厚生労働省が同時に施行する「薬事法の一部を改正する法律」の省令により、安全確保のための対面販売の原則を理由に、第一類医薬品および第二類医薬品の通信販売を禁止とするもの。
この省令については、パブリックコメントを実施し多くの意見を求めていたが、結果的には9,824件の意見提出のうち原案賛成意見はわずか0.5%であったと言う。
厚労省の説明によれば、パブリックコメントを行うのは厚労省が今まで気がつかなかった論点を見つけるためのものであって、反対意見の多寡によって原案を修正したり施行時期を決定するものではないのだと言う。

ケンコーコムとウェルネットによる提訴は、この省令の違憲性を問う行政訴訟で、当事者の権利の確認の訴訟であるため、NPO法人の日本オンラインドラッグ協会はもちろん、直接販売を行っているわけではない楽天やYahoo!は加われないのだと言う。
楽天等は別の手段を模索している模様。
この省令によりケンコーコムは売上の5%程度の、ウェルネットにとっては売上の大半が吹き飛ぶことになり、このままではウェルネットは転業か廃業するしかないという。

改正薬事法では、しっかりとした情報提供義務と、販売は薬剤師か登録販売者(特定販売者)が行う旨が明記されているに過ぎない。

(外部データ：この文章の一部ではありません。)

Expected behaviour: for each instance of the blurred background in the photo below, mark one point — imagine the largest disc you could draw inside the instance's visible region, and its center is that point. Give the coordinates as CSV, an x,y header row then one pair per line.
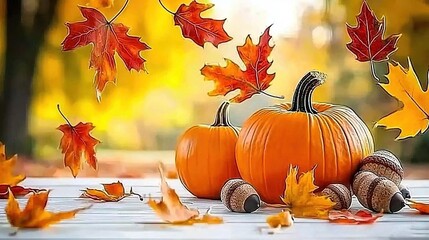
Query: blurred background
x,y
139,119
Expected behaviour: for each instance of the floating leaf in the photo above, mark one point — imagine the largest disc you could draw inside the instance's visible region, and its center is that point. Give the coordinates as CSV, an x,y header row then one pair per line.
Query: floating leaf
x,y
300,198
413,117
347,217
34,215
367,37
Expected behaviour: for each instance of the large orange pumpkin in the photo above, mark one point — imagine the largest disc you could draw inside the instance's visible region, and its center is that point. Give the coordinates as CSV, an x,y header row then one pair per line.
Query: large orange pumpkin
x,y
205,156
302,134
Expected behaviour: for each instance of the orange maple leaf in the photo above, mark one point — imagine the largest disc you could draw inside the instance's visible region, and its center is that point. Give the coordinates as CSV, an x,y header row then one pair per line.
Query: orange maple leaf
x,y
113,192
300,198
77,142
6,168
253,80
107,38
346,217
34,214
423,208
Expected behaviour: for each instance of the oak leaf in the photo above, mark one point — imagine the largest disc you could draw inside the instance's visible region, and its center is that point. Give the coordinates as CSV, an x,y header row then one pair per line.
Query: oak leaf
x,y
413,117
34,214
300,198
346,217
170,208
423,208
281,219
113,192
77,143
7,177
367,37
253,80
107,38
200,30
17,191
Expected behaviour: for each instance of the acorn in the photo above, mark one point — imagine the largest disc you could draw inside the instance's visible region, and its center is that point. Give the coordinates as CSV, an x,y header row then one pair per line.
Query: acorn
x,y
339,194
239,196
405,191
384,164
378,194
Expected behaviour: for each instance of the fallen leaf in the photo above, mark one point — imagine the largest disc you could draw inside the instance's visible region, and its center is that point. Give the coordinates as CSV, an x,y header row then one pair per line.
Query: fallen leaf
x,y
347,217
300,198
34,214
107,38
17,191
200,30
404,85
77,142
367,37
7,177
253,80
423,208
113,192
170,208
282,219
100,3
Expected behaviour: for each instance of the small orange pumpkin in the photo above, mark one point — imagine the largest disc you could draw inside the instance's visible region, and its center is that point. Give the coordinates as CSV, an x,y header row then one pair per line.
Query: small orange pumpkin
x,y
205,156
302,134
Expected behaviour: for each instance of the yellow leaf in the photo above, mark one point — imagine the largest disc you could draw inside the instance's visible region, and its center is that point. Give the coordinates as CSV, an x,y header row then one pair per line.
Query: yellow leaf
x,y
100,3
34,214
299,196
6,168
404,85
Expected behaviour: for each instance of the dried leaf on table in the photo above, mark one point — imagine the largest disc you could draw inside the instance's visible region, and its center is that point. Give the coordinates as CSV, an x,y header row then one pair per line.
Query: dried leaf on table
x,y
198,29
367,37
107,39
34,214
423,208
347,217
7,177
170,208
300,198
253,80
404,85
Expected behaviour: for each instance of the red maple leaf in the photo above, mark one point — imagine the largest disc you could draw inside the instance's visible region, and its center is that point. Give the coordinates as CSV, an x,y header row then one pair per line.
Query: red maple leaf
x,y
200,30
253,80
77,143
367,37
107,38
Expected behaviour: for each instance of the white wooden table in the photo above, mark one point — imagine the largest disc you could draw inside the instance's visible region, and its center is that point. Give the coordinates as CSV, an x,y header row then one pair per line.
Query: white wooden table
x,y
131,218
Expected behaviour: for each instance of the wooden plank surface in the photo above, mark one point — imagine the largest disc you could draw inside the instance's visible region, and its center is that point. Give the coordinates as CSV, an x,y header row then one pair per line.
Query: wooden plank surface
x,y
131,218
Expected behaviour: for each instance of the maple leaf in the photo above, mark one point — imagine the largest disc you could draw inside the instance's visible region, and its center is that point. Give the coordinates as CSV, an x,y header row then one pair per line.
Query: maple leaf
x,y
107,38
34,214
413,117
77,142
198,29
423,208
367,37
300,198
16,191
170,208
253,80
347,217
113,192
6,168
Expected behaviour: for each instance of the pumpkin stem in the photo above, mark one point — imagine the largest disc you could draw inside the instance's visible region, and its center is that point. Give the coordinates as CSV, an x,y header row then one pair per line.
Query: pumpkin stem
x,y
222,116
304,91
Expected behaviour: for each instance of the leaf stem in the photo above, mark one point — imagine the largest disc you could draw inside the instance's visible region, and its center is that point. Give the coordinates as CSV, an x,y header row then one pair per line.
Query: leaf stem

これにより、薬局以外でも(コンビニ等)医薬品販売が可能となる。
ただし、「特定販売者」が販売出来るのは第二類および第三類医薬品だけで、新薬はすべて第一類医薬品になるだろうと言われている。
また、特定販売者の資格取得には薬局での一年間の実務経験が必要とされ事実上は薬局(およびドラッグストア)が独占的に販売を行う形になると云われている。

離島などの薬局のない地については、継続使用に限って通信販売を認める経過措置がとられるが、これも二年間のみ。
現在は全体的に見れば、まだそれほど通販を利用しての購入者は多くはないが、離島や山村だけでなく、ひとり暮らしなど、通販でなければ購入出来ない環境にいる人も増えていると云われている。
今回の省令は、そのような購入者への回答は保留したまま、一部の実店舗中心の薬局組織の意向を優先したものだと云う批判も多い。実際には薬剤師の名義貸し(本人は店舗に出向かない・・・)もまだまだあると云われているし、建前はともかく、実店舗での対面販売と通販とどちらが安全とは云い切れないのが実情だ。そんな中での強行は大きな波紋と新たな問題を生んでいくことは間違いないだろう。